Unauthenticated Remote Code Execution via JSONWS in Liferay 6.1 (LPS-88051)
Description
Liferay Portal 6.1 contains a remote code execution vulnerability in its JSON Web Services (JSONWS) API. The vulnerability stems from the use of the flexjson library, which permits deserialization of arbitrary Java classes and invocation of setter methods without proper validation. This allows unauthenticated attackers to instantiate malicious objects and execute arbitrary code on the server by sending specially crafted JSON payloads to the JSONWS endpoint.
Remediation
Immediately upgrade Liferay Portal to a patched version that addresses this vulnerability. Consult the official Liferay security advisory (CST-7111) for the specific version that resolves this issue.
If immediate patching is not possible, implement the following temporary mitigations:
1. Restrict access to JSONWS endpoints: Configure your web application firewall or reverse proxy to block external access to /api/jsonws paths, allowing access only from trusted IP addresses or internal networks.

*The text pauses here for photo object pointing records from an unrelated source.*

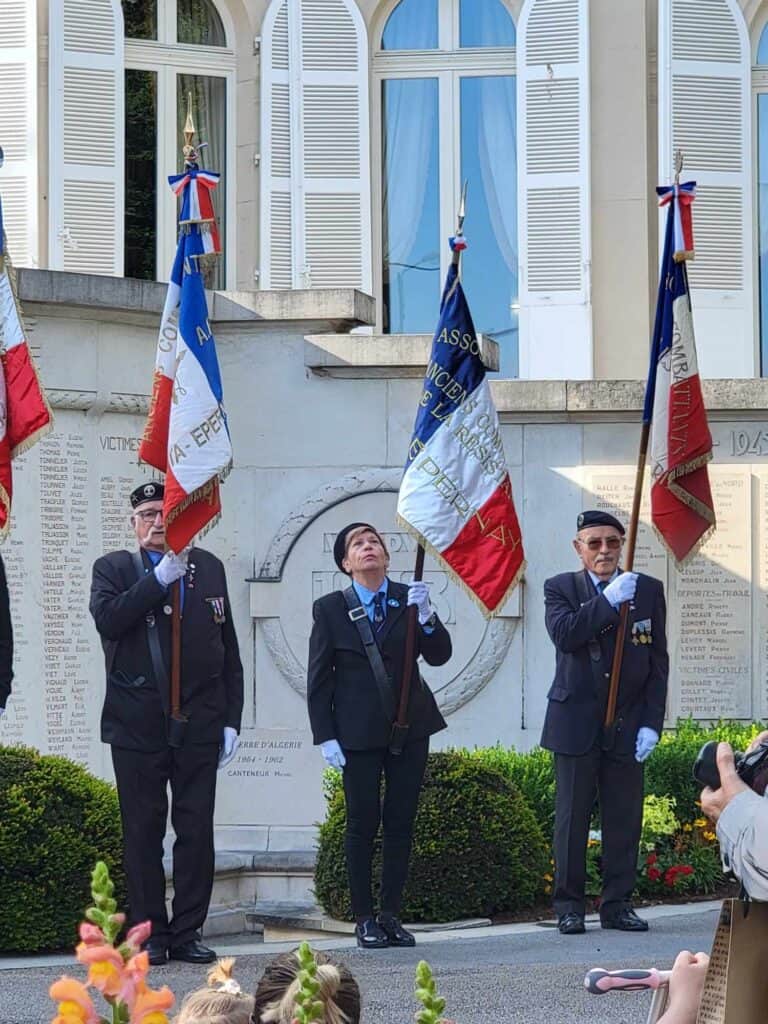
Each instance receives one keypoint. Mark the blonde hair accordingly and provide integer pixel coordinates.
(222, 1001)
(274, 1001)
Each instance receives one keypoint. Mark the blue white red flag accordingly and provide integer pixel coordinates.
(456, 495)
(186, 434)
(25, 413)
(682, 509)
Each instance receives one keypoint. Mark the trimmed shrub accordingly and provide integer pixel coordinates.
(532, 773)
(669, 771)
(477, 848)
(56, 820)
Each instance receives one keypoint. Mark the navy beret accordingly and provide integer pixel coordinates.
(340, 544)
(598, 518)
(150, 492)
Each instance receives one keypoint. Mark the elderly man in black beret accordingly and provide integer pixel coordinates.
(356, 655)
(131, 606)
(582, 614)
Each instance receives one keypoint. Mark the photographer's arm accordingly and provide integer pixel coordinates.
(741, 818)
(686, 985)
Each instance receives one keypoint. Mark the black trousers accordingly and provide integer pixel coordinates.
(402, 778)
(617, 781)
(142, 780)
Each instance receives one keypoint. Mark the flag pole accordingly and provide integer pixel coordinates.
(629, 559)
(190, 160)
(399, 727)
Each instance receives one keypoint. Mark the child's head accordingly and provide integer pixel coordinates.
(274, 1001)
(220, 1003)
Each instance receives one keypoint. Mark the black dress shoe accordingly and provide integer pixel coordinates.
(193, 952)
(370, 935)
(158, 951)
(625, 921)
(395, 932)
(570, 924)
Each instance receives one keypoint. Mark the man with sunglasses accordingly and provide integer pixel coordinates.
(131, 606)
(582, 614)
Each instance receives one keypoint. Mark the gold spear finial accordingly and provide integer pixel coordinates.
(678, 165)
(188, 151)
(461, 212)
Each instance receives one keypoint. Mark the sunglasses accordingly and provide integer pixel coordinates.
(147, 516)
(611, 543)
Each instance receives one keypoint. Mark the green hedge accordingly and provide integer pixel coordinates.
(669, 771)
(477, 849)
(56, 820)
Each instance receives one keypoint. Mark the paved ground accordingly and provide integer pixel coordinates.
(516, 973)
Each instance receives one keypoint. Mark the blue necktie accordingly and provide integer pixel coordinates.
(379, 610)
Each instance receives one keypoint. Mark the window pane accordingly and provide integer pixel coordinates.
(411, 205)
(209, 115)
(412, 26)
(488, 160)
(140, 17)
(762, 56)
(485, 23)
(763, 225)
(140, 174)
(199, 23)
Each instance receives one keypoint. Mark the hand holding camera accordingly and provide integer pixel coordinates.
(725, 774)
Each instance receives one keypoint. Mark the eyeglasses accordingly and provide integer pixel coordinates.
(147, 516)
(596, 543)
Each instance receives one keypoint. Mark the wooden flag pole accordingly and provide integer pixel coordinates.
(629, 560)
(399, 727)
(177, 720)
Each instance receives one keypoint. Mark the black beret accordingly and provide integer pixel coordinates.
(340, 544)
(150, 492)
(598, 518)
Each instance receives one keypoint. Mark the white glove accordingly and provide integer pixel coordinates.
(333, 754)
(622, 589)
(646, 740)
(228, 745)
(171, 567)
(418, 594)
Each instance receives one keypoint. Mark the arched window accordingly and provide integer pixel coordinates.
(760, 85)
(173, 49)
(444, 74)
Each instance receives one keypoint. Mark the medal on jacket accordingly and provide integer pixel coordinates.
(641, 632)
(217, 607)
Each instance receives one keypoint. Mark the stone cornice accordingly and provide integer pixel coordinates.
(124, 300)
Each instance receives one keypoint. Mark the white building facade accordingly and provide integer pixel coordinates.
(343, 130)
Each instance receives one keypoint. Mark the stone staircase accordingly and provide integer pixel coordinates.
(263, 889)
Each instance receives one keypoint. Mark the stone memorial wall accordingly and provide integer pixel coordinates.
(296, 481)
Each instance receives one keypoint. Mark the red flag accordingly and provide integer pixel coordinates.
(682, 509)
(25, 414)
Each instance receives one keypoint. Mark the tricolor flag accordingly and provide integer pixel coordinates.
(682, 509)
(25, 414)
(456, 495)
(186, 434)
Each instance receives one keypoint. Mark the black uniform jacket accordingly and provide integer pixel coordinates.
(583, 627)
(136, 704)
(342, 694)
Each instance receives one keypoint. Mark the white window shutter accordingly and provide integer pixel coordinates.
(553, 118)
(18, 184)
(705, 111)
(86, 136)
(315, 180)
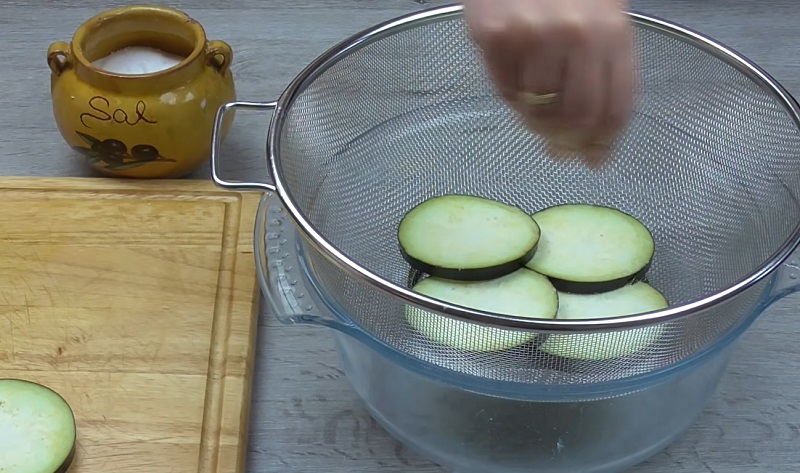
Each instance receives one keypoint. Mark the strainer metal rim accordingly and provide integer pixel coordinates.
(331, 252)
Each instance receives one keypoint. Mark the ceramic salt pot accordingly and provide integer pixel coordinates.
(137, 90)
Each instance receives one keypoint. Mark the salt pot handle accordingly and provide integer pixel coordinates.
(219, 54)
(59, 57)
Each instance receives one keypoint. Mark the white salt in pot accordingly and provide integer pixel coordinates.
(137, 89)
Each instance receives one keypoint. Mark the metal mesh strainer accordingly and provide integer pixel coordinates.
(710, 163)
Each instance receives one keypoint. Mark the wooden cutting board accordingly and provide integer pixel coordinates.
(137, 301)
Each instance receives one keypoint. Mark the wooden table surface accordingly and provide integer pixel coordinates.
(305, 417)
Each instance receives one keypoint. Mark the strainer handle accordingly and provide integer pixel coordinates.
(216, 137)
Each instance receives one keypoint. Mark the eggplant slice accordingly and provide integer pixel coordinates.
(37, 429)
(636, 298)
(589, 249)
(522, 293)
(467, 238)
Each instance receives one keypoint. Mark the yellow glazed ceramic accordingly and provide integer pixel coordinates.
(155, 125)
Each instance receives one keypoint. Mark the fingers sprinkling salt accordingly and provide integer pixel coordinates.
(137, 60)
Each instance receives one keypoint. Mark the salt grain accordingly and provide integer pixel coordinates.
(137, 60)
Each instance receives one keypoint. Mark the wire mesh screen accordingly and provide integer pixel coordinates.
(709, 163)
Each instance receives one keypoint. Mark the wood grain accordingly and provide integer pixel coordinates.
(305, 417)
(136, 301)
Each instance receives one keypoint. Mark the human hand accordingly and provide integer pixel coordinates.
(565, 65)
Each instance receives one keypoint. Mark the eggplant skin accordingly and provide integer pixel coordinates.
(597, 287)
(68, 460)
(471, 274)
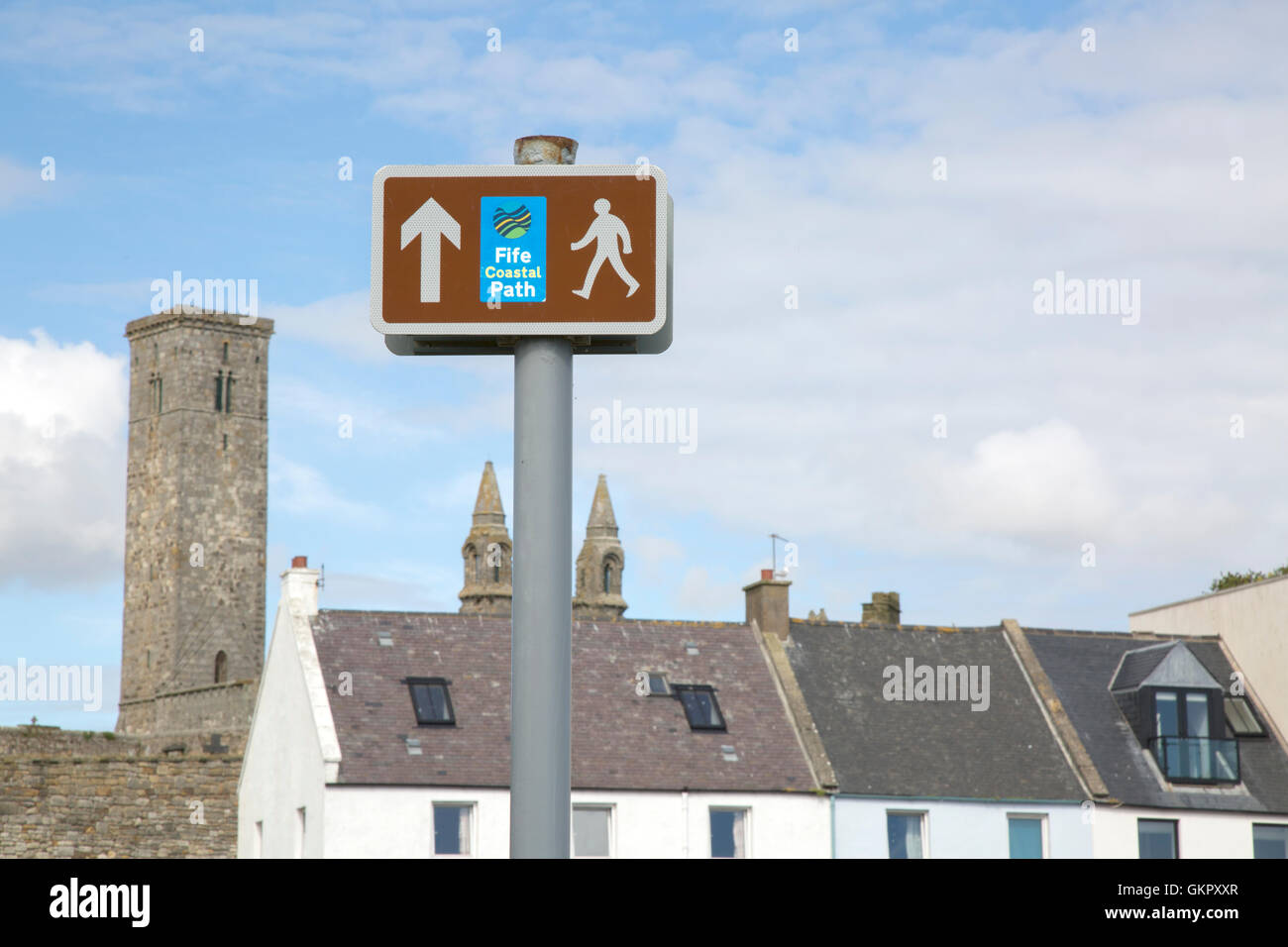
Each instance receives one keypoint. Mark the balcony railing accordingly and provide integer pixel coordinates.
(1197, 759)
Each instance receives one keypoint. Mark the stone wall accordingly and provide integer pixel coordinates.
(68, 793)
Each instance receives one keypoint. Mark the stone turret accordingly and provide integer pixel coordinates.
(599, 566)
(487, 554)
(196, 492)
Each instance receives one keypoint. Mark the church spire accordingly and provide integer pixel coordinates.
(599, 566)
(488, 567)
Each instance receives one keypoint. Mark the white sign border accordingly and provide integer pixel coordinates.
(446, 330)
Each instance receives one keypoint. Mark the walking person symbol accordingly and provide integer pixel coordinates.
(604, 230)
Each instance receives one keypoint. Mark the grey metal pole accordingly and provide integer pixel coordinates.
(541, 622)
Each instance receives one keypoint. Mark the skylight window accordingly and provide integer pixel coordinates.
(432, 701)
(1241, 720)
(699, 706)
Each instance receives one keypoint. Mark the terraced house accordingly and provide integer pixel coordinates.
(386, 733)
(1093, 744)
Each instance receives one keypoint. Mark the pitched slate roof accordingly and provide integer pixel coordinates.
(618, 741)
(1081, 667)
(1167, 664)
(926, 749)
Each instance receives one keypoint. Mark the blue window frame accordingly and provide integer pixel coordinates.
(1025, 835)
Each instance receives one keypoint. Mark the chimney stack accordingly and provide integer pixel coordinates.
(301, 582)
(767, 603)
(883, 609)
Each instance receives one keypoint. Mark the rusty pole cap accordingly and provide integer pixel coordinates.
(545, 150)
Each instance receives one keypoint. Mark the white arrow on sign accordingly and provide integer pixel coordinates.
(430, 223)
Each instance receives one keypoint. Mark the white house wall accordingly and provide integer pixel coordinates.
(1199, 834)
(283, 767)
(957, 828)
(397, 822)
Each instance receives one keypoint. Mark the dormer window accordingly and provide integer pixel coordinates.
(1175, 707)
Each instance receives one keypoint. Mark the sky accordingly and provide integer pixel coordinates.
(909, 174)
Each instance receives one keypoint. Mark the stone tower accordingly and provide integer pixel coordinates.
(599, 565)
(487, 554)
(194, 522)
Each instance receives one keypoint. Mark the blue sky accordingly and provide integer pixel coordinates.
(809, 169)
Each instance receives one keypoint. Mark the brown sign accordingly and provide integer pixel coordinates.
(506, 250)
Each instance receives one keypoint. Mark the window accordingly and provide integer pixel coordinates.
(906, 831)
(1269, 840)
(1157, 838)
(430, 699)
(1026, 835)
(452, 828)
(591, 830)
(728, 832)
(699, 706)
(1183, 742)
(1241, 720)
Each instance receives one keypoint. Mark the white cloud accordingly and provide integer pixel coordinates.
(62, 463)
(1042, 484)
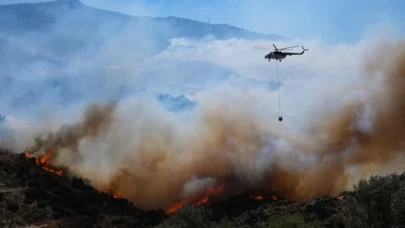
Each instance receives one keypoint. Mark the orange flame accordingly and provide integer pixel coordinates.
(203, 201)
(43, 162)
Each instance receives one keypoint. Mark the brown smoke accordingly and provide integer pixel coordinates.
(156, 163)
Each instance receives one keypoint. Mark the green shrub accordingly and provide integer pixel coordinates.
(376, 202)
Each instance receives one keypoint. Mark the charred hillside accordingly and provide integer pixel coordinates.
(32, 193)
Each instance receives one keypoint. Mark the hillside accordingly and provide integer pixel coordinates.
(33, 193)
(85, 20)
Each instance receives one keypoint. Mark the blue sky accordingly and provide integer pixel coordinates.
(342, 21)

2. Disable JSONWS if not required: If JSON web services are not actively used, disable the JSONWS servlet by adding the following to your portal-ext.properties file:
json.web.service.enabled=false
3. Monitor for exploitation attempts: Review application logs for suspicious POST requests to JSONWS endpoints containing unusual class instantiation patterns or setter method invocations.
4. Apply network segmentation: Ensure the Liferay Portal server is isolated from critical systems to limit the impact of potential compromise.